Mère de deux jeunes enfants, cette écrivaine et militante ontarienne vit à Québec avec son conjoint depuis 2012. Le couple, qui demeure sur René-Lévesque, sera à la pointe du travail, mais estime que le jeu en vaut la chandelle a vécu à Toronto lors de la reconstruction de la ligne de tramway St. Claire.

Elle nous invite à ne pas prendre la réalisation du projet pour acquise et à nous battre pour cela, car « nous savons qu’il y a des gens en politique qui sont contre ce projet ».

Les arguments des opposants au tramway sur la perte d’arbres ou le risque de « dégradation » des quartiers ne tiennent pas la route selon le citoyen, qui va jusqu’à qualifier leur poursuite de « gaspillage d’argent ».

” Il faut qu’on parle [des] faits et de sortir de la logique de [dire] “on va couper tous les arbres” parce que ce n’est pas ça.
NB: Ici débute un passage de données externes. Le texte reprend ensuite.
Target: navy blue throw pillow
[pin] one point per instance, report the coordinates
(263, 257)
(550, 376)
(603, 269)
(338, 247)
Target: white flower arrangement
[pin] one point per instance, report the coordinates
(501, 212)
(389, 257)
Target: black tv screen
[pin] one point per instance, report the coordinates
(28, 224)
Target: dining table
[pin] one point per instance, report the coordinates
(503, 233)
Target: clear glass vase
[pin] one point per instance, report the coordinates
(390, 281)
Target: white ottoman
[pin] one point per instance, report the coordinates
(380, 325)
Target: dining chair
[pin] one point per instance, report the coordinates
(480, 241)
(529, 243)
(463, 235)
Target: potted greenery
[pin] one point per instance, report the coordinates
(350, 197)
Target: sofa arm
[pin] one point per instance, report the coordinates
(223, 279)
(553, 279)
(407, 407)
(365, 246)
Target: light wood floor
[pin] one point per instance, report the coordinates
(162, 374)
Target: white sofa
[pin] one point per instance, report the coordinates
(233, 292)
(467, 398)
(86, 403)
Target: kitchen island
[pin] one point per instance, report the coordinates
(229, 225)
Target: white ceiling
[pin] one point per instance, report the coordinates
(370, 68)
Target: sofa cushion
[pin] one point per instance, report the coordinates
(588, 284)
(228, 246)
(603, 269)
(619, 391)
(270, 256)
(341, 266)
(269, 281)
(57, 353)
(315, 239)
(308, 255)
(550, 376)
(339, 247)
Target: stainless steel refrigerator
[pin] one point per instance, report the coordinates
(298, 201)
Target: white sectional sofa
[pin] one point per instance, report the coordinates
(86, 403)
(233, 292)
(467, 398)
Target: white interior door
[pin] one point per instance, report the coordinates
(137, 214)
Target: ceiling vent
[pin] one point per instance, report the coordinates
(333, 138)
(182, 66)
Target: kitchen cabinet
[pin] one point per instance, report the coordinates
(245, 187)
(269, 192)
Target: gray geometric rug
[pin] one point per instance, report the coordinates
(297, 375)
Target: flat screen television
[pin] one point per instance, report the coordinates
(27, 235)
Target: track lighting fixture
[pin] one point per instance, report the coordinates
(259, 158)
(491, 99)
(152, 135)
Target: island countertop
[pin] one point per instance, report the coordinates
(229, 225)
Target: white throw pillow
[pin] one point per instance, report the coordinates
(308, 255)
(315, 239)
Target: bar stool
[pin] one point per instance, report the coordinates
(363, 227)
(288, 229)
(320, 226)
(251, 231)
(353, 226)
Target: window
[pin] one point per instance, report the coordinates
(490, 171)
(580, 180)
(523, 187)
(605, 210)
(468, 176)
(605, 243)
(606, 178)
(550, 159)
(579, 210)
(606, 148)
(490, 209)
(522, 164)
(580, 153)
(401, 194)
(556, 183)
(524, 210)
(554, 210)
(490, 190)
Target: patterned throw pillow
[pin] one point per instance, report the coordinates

C’est beaucoup plus important qu’un arbre ici, un arbre là, surtout si nous allons planter 20 arbres pour chaque arbre que nous abattons », dit-elle.

La banlieue aussi

Une quarantaine de citoyens se sont mobilisés pour l’occasion, ainsi que des élus municipaux et des candidats aux élections provinciales. Des habitants du centre-ville mais aussi des banlieues proches sont venus récupérer leur badge vert et décrire comment le futur réseau structurant va leur simplifier, selon eux, la vie.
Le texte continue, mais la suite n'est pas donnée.